Almost immediately upon completion of his special theory of relativity in 1905, Einstein realized his work was not yet done. Special relativity allowed only inertial observers, and thus was too restrictive. Any observer, Einstein felt, even an accelerated one, must be free to deduce physical law based on his own observations, and all observers must arrive at the same mathematical structure. By 1915, Einstein published the general theory of relativity. The general theory provides a structure for the geometry of space-time, and, because the effects of acceleration are indistinguishable from those of gravity, a theory of the gravitational force. In general relativity, gravity is a curvature of space-time.
The predictions of general relativity differ, of course, from those of Newtonian gravitational theory, but those differences become significant only for very strong gravitational fields--those produced by astronomical scale masses. General relativity has long been the purview of those physicists, astrophysicists, and cosmologists who regularly deal with such large scales.
From a purely pragmatic point of view it is not necessary to include gravity in the discussion of elementary particles and their interactions. The gravitational interaction between elementary particles is incredibly weak, twenty-nine orders of magnitude smaller than the weak force. At the elementary particle scale space-time is flat, and special relativity suffices. The (specially) relativistic quantum field theories describing all non-gravitational particle interactions, including the electroweak theory of Weinberg and Salam and quantum chromodynamics (the field theory of the strong nuclear force) work extremely well. Regardless, there are two important reasons why a quantum theory of gravity is necessary. The first reason is aesthetic: physicists argue that ours is a quantum universe, and all interactions, at the most fundamental level, must therefore have a quantum description. Quantum physics itself provides a second reason: Heisenberg's uncertainty relations demand that all fields undergo quantum fluctuations.
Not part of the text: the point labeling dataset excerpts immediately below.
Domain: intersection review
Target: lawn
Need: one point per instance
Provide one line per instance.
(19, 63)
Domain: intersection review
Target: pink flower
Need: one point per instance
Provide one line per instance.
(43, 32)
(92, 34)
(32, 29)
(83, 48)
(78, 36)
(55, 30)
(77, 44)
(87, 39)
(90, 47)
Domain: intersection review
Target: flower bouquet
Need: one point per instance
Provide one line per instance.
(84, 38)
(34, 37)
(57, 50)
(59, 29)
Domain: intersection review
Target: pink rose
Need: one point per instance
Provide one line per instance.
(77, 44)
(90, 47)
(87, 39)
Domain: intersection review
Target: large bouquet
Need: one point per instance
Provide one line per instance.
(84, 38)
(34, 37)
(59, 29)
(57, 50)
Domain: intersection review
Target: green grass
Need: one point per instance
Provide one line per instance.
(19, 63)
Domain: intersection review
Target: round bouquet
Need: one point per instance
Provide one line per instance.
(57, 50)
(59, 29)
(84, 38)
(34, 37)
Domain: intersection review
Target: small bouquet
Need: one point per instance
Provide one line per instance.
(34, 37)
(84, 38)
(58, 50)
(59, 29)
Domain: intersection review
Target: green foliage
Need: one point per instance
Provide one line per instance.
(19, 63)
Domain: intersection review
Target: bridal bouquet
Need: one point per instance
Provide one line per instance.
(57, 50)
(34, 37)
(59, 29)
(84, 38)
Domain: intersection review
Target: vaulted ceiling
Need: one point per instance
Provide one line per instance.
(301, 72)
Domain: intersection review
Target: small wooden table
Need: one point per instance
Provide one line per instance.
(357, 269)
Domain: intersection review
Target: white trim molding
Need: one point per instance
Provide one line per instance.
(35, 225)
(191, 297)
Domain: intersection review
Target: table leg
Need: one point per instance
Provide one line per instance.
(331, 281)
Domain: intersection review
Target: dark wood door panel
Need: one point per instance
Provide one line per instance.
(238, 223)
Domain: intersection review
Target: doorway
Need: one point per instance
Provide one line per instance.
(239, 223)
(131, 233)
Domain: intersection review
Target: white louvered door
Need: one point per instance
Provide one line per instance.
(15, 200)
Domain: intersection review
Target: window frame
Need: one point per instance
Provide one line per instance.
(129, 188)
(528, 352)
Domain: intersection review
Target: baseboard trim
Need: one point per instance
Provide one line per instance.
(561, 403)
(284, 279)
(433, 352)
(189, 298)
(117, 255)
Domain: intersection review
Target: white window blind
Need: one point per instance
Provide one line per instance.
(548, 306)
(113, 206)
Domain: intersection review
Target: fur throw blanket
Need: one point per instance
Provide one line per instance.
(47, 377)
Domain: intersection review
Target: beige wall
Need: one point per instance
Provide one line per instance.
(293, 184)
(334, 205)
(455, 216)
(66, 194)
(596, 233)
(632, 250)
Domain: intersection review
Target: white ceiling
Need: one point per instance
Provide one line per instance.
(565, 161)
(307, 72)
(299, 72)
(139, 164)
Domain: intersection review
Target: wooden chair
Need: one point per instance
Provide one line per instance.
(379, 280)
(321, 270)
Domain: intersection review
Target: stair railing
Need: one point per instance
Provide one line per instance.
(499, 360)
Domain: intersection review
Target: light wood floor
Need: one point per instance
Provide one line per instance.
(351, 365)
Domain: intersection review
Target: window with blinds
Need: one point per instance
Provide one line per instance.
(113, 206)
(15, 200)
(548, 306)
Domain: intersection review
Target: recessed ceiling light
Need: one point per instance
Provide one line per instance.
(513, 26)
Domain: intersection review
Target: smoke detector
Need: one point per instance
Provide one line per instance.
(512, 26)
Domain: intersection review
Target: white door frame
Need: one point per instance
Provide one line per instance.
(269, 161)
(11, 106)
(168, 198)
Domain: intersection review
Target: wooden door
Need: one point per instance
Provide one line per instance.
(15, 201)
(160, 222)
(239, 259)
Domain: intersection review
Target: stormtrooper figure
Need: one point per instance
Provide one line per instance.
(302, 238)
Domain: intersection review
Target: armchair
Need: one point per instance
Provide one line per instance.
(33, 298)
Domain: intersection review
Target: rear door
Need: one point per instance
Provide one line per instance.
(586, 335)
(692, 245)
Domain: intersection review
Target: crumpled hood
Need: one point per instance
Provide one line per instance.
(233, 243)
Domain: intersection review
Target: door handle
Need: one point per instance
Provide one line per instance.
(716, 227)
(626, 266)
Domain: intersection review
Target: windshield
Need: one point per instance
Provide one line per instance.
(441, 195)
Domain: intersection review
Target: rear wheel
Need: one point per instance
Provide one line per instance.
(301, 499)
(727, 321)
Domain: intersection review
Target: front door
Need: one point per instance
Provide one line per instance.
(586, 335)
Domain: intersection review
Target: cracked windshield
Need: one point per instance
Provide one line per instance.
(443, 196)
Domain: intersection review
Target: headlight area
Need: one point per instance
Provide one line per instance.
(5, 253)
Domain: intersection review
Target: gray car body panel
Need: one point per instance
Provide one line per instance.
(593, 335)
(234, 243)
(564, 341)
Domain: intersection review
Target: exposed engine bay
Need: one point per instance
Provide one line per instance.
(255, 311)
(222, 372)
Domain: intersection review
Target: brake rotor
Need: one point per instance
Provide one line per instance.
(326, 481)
Consider a region of space in which the gravitational field vanishes. Quantum theory tells us that it is really the average value of the field that is zero; for very brief periods of time, and over very small regions of space, the field strength undulates, and may become relatively quite large. At the so-called Planck scale (10-33 cm), quantum fluctuations in the strength of the gravitational field become comparable to the strength of all other forces, and cannot be ignored. The Planck length is almost unimaginably tiny. Imagine a proton the size of the Milky Way galaxy. On that scale the Planck length would be about four inches. Accordingly, if we wish to understand the Universe at these scales, a quantum theory of gravity is a necessity.
Undulations in gravitational field strength are undulations in the space-time geometry. At the Planck scale, space-time is no longer the smooth, continuous manifold described by general relativity, but rather a frothy, roiling structure, dubbed "space-time foam" by American physicist John A. Wheeler (1911-). The heart of relativity theory, a smooth space-time described by Einstein's equations, is incompatible with the heart of quantum theory which allows uncertainty between physical observables. It is for this reason that all attempts to quantize general relativity have failed. All such theories are non-renormalizable: calculations of physically measurable quantities diverge; they yield infinite answers.
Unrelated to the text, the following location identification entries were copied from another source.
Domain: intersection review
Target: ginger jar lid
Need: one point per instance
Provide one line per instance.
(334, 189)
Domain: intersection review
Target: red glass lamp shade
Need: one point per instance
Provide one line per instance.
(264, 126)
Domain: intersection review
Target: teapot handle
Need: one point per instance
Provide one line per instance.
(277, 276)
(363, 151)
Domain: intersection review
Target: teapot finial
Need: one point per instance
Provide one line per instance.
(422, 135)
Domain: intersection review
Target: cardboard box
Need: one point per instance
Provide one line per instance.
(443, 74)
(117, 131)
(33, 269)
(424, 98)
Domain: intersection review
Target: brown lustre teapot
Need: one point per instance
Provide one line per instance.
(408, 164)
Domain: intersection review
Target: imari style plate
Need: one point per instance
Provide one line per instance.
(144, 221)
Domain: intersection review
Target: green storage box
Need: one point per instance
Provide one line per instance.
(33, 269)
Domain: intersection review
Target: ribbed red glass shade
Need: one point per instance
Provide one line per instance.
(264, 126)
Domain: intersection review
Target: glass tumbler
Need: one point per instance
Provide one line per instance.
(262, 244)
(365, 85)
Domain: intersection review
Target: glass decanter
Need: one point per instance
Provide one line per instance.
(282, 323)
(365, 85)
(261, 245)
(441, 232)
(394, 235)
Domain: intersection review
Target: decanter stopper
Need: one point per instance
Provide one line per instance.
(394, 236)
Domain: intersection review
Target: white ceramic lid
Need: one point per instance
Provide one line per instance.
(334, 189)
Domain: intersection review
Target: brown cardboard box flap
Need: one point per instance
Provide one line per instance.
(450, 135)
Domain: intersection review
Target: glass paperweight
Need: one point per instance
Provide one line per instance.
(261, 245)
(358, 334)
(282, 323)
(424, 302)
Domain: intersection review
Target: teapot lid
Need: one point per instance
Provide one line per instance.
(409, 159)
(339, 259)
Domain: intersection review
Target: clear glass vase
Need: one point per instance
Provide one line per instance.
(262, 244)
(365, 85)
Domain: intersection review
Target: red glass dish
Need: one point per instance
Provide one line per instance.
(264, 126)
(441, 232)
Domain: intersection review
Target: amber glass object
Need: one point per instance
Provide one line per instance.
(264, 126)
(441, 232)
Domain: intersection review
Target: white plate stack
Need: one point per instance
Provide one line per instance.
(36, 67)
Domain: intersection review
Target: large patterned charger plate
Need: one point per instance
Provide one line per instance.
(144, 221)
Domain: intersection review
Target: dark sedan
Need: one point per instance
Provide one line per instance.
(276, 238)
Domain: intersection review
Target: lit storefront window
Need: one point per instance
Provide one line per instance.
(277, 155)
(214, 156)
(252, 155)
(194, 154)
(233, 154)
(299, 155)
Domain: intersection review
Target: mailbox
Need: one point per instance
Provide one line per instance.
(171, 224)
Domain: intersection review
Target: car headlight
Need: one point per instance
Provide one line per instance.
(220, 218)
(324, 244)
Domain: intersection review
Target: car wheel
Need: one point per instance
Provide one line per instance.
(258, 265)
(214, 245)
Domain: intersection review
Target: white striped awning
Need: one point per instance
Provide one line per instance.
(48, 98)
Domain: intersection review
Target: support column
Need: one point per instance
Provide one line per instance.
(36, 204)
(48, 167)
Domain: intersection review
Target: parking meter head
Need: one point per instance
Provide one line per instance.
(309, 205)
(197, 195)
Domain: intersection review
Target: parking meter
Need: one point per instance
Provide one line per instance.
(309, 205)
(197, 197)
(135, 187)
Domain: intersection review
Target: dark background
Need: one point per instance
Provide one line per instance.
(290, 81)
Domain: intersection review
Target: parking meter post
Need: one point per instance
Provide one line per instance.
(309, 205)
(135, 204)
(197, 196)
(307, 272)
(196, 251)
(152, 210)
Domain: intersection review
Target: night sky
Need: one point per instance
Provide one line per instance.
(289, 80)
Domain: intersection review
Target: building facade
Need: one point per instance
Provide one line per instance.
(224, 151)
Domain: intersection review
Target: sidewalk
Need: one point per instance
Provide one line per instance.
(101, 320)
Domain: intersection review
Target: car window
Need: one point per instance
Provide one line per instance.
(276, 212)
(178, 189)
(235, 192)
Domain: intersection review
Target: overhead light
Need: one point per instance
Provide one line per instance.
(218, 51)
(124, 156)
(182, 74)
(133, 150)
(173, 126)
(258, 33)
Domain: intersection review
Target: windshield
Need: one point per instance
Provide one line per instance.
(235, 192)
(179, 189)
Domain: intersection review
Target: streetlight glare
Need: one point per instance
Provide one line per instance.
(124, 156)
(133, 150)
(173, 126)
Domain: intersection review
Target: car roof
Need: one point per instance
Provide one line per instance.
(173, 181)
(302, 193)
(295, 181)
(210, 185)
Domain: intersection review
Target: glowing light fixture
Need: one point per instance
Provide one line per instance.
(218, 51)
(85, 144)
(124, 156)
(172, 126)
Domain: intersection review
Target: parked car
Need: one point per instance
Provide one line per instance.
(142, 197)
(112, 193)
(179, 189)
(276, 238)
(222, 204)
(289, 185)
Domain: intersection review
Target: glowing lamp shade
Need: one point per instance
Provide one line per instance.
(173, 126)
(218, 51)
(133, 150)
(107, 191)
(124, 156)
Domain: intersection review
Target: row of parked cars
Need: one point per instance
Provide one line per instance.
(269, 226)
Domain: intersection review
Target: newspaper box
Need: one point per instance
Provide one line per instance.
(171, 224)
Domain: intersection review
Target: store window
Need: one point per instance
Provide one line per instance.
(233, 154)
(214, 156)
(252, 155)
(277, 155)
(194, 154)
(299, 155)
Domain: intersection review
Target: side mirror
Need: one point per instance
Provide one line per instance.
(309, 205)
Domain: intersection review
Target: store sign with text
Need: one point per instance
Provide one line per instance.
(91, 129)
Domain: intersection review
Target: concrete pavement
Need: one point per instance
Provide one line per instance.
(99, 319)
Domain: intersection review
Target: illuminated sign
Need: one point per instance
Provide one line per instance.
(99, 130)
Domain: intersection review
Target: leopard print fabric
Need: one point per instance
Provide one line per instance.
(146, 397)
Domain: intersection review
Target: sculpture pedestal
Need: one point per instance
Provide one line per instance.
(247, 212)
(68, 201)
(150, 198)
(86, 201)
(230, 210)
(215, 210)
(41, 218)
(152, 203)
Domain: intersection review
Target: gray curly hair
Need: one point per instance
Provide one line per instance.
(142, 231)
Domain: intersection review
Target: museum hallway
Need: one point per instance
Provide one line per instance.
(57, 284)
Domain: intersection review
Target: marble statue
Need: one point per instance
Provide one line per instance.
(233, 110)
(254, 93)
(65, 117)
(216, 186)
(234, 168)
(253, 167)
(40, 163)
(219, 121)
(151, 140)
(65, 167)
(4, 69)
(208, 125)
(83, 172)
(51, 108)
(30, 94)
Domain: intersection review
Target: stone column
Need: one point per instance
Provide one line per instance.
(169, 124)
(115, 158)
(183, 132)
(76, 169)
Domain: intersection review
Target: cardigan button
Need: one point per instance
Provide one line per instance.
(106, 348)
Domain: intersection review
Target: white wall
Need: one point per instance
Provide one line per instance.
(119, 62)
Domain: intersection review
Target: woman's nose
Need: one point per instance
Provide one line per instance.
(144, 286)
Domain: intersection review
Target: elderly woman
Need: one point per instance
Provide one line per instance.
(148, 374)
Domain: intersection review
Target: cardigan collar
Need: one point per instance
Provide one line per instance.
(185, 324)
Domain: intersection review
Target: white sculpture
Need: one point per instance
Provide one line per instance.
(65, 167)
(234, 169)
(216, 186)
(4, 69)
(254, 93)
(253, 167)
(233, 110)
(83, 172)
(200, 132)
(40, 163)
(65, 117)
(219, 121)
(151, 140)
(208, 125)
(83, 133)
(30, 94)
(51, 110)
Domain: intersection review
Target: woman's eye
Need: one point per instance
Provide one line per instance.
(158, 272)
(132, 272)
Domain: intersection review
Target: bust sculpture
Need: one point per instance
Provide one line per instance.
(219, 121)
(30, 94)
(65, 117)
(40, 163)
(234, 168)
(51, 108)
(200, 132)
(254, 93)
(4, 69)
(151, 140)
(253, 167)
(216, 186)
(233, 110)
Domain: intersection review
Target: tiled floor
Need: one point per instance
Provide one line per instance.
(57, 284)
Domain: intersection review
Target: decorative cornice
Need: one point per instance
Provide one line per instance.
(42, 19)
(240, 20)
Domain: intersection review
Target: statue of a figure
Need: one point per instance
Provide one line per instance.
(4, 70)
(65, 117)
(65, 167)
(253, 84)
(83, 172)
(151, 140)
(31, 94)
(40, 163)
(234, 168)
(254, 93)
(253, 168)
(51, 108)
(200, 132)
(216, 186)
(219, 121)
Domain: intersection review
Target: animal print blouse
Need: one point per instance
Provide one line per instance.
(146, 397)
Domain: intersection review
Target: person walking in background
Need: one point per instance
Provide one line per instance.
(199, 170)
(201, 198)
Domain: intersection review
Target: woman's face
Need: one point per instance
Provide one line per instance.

If somehow the behavior of space-time at the Planck scale and below never entered the theory, the divergences could be avoided. This is not possible, though, if the theory contains point particles. They are infinitesimally small, and thus require treatment at an extreme space-time scale. But if the fundamental entities had a finite size, space-time behavior at smaller scales would be irrelevant. String theory, which replaces the fundamental particles with Planck-sized strings, is renormalizable, and for that reason string theory may offer the best hope of yielding a viable quantum theory of gravity.